Maladies nosocomiales: le matériel médical n'est pas toujours bien nettoyé

Lors d’une visite à l’hôpital, vous pouvez être contaminé et tomber malade. Il s’agit d’une maladie nosocomiale : des infections contractées lors d’un passage en milieu hospitalier.

2600 Belges en meurent chaque année. 

Les contaminations sont d’origines diverses, parfois directement liées au mauvais nettoyage du matériel médical. Pourtant, nettoyage, désinfection, stérilisation : toute une procédure doit être suivie et respectée.

Nettoyer des instruments complexes

Par exemple, l’endoscope. Cet appareil médical intrusif est utilisé pour observer des endroits du corps difficilement accessibles. Et c’est de loin, l’appareil le plus compliqué à nettoyer dans les hôpitaux, notamment aux Cliniques Universitaires Saint-Luc. "Ici c’est ce qu’on appelle un onglet", nous montre Anne Simon, microbiologiste et médecin hygiéniste, sur un endoscope. "C’est une pièce très embêtante car si on ne la fait pas bouger, on n’arrive pas à nettoyer correctement en dessous. Et ça, c’est vraiment un des endroits les plus critiques qui est à l’origine des contaminations et éventuellement d’épidémies".

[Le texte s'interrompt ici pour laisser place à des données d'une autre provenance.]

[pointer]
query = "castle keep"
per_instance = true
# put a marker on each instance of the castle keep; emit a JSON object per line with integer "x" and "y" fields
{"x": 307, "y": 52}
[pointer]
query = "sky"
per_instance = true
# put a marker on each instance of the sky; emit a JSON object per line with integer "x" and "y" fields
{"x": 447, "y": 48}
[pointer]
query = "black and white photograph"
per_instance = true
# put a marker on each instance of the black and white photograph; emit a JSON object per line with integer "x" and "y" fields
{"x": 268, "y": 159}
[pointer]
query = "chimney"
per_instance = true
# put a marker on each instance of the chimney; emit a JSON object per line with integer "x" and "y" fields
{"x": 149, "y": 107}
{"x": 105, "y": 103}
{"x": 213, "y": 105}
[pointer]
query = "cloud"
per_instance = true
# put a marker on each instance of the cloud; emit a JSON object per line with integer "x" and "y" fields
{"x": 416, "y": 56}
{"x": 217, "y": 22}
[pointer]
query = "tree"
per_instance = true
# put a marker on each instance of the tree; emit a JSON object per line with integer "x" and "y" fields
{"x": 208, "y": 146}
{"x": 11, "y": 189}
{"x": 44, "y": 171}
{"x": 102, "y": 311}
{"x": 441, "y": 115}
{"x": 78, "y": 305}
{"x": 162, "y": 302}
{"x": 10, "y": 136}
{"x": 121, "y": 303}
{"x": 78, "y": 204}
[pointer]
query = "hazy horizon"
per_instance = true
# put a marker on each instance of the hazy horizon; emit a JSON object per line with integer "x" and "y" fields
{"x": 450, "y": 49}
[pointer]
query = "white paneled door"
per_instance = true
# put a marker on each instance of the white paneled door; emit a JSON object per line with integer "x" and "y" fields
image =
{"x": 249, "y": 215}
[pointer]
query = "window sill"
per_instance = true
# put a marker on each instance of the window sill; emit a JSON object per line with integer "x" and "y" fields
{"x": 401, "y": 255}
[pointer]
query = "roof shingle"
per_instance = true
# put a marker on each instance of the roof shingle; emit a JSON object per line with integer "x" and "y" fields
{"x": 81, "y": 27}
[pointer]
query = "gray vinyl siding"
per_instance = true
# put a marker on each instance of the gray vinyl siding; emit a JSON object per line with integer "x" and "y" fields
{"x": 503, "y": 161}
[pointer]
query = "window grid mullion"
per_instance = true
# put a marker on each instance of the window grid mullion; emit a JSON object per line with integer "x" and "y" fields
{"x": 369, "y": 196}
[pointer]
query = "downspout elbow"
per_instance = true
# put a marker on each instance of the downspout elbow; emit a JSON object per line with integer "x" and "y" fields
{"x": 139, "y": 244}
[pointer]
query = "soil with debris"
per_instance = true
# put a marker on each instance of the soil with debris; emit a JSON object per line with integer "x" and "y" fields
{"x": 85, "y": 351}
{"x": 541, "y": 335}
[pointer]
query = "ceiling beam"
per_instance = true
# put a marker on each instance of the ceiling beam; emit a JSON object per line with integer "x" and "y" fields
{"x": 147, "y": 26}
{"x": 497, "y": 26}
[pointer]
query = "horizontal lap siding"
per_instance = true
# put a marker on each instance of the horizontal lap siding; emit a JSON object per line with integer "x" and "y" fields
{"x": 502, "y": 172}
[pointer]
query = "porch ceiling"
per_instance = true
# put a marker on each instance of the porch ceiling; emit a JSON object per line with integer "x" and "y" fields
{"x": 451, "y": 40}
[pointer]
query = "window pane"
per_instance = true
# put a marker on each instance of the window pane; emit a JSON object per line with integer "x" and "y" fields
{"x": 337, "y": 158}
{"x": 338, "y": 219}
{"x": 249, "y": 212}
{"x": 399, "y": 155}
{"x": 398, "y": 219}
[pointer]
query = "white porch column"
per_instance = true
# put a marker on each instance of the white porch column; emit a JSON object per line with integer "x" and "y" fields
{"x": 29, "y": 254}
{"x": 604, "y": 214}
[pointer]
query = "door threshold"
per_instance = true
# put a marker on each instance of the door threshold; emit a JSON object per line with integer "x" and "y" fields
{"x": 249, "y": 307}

Dans la salle de nettoyage, un endoscope d’un mètre cinquante est enroulé. Il sort d’une opération chirurgicale. Il va passer une heure dans cette salle de retraitement avant d’être à nouveau opérationnel. L'équipe suit scrupuleusement la procédure recommandée: "La personne qui nettoie l’endoscope est excessivement consciencieuse. Nous faisons aussi des contrôles microbiologiques régulièrement sur ce matériel pour valider définitivement si l’endoscope est bien désinfecté ou pas. C’est ça qui va vraiment garantir que le patient est en sécurité", explique Anne Simon.

Le problème de ces appareils médicaux, si la procédure de nettoyage n’est pas respectée, c’est que des bactéries peuvent se loger et former des biofilms. "Un biofilm, c’est le moyen qu’a trouvé le monde bactérien pour survivre dans notre environnement. Une bactérie seule dans notre environnement est fragile, elle s’enferme dans une coque qu’elle produit elle-même, dans laquelle viennent s’ajouter les débris de l’environnement et donc, former un petit nid de bactéries" nous explique Michel Delmée, professeur de microbiologie à UCLouvain. Ces biofilms deviennent de plus en plus résistants aux antibiotiques.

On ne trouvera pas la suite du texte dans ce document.